Do you struggle to maintain a healthy and balanced diet at work? Often there’s no time to prepare meals at home, tupperware boxes are left forgotten in the fridge, and traditional solutions, such as cafeterias, vending machines, or food delivery services, tend to offer heavy, low-nutritional meals. This was the very challenge that led Martim Caldeira, the most recent guest on the Negócios com Impacto videocast, to found Compound Life, a start-up that is transforming the vending machine market and redefining how professionals eat at work, for the better.

Compound Life offers an innovative, tech-driven, and sustainable solution: smart fridges equipped with proprietary technology that provide fresh meals, healthy snacks, and sugar-free drinks, all accessible through a mobile app. The start-up carefully curates its product selection, focusing on local brands and Portuguese suppliers. By avoiding intermediaries, the company ensures competitive, supermarket-level prices and promotes sustainable consumption.

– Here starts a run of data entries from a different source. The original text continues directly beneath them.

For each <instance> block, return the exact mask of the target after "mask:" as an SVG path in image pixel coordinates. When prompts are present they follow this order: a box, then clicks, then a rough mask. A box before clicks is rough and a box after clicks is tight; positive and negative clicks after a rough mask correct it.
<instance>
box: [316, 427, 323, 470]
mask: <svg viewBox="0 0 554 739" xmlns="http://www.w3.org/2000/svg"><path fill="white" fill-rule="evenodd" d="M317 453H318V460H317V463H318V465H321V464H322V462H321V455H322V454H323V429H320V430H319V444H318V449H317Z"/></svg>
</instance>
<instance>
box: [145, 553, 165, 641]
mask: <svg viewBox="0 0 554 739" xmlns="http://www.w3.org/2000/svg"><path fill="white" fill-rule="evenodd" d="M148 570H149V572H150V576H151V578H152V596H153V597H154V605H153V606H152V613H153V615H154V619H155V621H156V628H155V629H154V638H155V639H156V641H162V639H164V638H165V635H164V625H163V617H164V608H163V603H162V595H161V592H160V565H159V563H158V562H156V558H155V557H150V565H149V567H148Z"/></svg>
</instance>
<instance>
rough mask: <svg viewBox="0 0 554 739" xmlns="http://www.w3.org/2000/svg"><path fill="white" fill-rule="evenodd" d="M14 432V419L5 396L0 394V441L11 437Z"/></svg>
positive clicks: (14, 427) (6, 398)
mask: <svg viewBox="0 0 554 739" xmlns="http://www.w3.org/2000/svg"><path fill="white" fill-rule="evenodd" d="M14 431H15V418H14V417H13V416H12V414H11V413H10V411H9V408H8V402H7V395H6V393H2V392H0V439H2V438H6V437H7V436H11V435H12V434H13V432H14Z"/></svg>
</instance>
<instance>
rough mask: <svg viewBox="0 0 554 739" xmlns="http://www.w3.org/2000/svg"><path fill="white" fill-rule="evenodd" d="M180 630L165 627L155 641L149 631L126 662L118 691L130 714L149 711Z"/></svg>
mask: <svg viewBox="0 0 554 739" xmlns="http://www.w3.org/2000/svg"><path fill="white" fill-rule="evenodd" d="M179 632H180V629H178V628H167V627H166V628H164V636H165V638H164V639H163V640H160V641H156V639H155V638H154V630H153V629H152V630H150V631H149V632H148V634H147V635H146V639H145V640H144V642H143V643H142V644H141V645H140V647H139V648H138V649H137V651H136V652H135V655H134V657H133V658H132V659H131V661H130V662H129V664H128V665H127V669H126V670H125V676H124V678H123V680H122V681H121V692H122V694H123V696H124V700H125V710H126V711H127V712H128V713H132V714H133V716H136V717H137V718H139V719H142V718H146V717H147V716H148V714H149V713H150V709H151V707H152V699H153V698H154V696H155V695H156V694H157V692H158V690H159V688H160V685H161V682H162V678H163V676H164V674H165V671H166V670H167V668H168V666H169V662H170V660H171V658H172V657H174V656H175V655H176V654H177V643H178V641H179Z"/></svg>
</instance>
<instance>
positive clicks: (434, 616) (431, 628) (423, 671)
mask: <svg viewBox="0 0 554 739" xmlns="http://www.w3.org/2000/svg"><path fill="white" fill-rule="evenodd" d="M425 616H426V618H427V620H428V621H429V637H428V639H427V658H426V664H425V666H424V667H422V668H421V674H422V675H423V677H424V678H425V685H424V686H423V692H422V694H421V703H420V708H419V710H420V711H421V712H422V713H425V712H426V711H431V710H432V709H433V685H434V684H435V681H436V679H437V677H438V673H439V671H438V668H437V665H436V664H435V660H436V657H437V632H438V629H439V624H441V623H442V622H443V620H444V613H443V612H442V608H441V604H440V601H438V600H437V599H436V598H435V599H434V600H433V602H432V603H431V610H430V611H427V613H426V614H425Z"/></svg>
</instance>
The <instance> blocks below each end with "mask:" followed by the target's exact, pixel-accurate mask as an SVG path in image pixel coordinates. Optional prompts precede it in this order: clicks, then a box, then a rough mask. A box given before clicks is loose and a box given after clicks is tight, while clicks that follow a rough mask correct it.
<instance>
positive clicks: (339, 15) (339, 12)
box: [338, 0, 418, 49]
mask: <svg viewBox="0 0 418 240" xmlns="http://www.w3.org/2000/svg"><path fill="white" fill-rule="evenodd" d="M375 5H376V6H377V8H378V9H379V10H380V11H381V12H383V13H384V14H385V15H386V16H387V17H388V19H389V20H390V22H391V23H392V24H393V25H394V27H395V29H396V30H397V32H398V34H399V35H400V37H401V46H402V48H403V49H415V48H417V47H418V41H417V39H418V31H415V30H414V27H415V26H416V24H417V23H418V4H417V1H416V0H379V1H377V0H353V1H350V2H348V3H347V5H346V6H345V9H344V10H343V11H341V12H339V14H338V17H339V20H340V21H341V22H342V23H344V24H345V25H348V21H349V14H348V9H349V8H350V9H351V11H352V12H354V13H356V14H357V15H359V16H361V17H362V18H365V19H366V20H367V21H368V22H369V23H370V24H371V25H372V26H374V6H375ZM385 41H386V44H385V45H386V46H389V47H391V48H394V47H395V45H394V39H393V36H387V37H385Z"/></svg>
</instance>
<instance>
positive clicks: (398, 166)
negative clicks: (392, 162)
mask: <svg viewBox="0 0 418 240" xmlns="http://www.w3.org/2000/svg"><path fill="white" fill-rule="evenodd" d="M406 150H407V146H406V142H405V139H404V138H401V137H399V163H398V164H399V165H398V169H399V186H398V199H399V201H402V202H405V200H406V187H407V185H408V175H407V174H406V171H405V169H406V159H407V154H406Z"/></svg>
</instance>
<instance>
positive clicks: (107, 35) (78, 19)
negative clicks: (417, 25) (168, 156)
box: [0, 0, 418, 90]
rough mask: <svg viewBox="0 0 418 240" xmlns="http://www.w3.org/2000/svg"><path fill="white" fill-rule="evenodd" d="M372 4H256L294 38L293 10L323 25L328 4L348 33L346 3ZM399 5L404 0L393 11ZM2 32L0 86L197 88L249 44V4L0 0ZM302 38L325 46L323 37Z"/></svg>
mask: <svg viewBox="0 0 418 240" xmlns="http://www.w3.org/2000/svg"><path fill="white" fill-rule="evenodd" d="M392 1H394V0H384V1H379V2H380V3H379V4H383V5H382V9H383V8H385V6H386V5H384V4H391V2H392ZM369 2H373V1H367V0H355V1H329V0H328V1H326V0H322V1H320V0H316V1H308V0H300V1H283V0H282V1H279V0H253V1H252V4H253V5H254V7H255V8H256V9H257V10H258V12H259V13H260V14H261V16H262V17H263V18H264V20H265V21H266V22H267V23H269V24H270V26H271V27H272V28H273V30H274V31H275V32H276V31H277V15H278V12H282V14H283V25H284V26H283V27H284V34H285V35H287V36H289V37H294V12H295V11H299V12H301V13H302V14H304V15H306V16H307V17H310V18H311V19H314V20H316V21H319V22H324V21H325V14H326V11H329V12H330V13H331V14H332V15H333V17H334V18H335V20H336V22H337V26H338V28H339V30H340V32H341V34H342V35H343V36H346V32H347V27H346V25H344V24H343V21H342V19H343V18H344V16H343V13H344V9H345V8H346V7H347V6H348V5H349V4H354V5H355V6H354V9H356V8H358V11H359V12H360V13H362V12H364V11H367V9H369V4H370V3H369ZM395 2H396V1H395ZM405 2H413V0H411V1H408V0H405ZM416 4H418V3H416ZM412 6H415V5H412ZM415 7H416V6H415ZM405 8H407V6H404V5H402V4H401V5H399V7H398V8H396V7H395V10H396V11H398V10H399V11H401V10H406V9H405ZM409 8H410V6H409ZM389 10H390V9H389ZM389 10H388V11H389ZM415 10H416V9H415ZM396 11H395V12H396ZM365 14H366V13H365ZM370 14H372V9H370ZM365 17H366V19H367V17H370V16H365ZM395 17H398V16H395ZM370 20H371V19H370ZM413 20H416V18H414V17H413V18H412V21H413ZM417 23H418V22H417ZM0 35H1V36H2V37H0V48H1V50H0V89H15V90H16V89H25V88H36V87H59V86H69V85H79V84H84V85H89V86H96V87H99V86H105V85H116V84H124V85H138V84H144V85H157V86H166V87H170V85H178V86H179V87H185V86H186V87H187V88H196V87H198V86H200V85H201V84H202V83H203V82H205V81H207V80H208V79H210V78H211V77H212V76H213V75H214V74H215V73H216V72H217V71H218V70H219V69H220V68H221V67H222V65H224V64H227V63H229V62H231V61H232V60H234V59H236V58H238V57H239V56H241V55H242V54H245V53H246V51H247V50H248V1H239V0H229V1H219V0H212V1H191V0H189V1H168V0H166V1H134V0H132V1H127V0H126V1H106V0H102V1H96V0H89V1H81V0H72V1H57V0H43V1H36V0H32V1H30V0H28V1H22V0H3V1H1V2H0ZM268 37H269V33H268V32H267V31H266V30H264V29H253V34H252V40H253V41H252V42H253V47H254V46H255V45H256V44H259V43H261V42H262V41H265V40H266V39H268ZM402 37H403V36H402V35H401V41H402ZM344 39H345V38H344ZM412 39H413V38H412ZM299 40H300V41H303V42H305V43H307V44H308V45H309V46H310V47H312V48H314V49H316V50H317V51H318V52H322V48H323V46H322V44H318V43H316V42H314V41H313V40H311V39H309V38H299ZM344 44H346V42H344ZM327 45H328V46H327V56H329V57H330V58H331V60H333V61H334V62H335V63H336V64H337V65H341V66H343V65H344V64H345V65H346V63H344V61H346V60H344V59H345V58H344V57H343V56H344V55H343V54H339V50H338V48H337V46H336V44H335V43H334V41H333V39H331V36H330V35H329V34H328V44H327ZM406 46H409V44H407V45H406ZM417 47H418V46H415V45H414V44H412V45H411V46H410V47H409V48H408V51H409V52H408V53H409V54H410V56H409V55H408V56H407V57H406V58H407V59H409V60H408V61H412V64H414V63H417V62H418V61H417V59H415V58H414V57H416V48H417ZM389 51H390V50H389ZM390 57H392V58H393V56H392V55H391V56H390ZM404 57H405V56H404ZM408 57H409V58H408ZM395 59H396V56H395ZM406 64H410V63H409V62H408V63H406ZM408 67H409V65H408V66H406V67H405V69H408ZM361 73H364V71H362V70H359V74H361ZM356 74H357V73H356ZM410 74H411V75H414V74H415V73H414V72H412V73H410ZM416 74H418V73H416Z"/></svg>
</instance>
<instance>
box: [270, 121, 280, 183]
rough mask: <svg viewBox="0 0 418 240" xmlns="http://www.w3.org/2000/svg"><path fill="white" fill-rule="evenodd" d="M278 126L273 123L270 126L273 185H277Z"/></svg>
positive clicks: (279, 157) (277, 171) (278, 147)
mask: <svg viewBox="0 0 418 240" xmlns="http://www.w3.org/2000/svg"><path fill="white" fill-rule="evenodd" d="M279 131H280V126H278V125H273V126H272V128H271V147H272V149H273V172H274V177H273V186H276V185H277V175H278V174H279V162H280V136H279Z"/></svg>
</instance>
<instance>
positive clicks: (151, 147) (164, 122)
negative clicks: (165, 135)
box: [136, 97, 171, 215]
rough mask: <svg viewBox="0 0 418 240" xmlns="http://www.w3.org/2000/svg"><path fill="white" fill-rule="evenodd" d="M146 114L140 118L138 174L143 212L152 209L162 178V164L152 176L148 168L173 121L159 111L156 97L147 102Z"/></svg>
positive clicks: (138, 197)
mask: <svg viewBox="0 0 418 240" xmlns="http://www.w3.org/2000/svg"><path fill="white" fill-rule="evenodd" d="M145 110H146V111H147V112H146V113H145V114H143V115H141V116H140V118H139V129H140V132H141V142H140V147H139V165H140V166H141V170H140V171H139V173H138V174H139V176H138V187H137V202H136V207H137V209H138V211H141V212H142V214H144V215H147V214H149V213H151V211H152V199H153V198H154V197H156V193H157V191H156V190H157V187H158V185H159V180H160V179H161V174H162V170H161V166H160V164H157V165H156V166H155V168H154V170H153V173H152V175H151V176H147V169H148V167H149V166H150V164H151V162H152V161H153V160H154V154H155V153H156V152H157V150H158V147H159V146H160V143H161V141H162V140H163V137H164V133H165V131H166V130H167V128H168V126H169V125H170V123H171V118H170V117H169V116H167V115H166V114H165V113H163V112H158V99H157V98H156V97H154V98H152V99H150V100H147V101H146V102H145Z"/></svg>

“We have options for any time of day, whether it’s a light snack or a more substantial meal,” Martim explains in the episode. “We’re doing to vending what Uber did to taxis. We’ve made the product higher quality and the whole user experience much smoother, with no need for physical payments.”

The purchasing experience resembles that of e-commerce: users can add multiple items to their cart and complete the purchase all at once (unlike traditional vending machines) using digital payment methods such as MBWay, Apple Pay, Google Pay, credit cards, or meal cards, directly through the app.

The first machine was installed in February 2020, just weeks before the onset of the pandemic, a particularly challenging time for a company whose operations relied on office settings. Even so, the team managed to implement the service in locations that remained open, such as hospitals and student residences, allowing them to test and refine the business model.

It was precisely the company’s early stage and low operational costs that helped Compound Life weather the crisis. Today, it operates over 20 smart fridges in Portugal, three in London, and serves more than a thousand active users per month. Expansion plans include Spain, the United States, and the Middle East, driven by what Martim describes as “a massive exodus of Europeans who are bringing new eating habits with them.”

But Compound Life’s purpose goes far beyond convenience. Its true impact lies in changing eating habits and promoting a more balanced lifestyle, one that directly improves energy, productivity, and overall well-being throughout the day.

This philosophy is embedded in the company’s very name, Compound Life, a reference to the compound effect of small, daily choices that, over time, make a significant difference in people’s health.

“We have a culture of drinking too much coffee because we’re constantly compensating for how poorly we eat,” Martim observes. “Not all meals are created equal. If I eat a steak with fries, my afternoon productivity will be completely different from if I eat something balanced. If we chose meals with more fiber, protein, less fat, sugar, and salt, we probably wouldn’t need to drink four or five coffees in the afternoon.”

Compound Life is featured in the latest episode of Negócios com Impacto, a partnership between Rádio Renascença and CATÓLICA-LISBON, now available on Spotify and YouTube.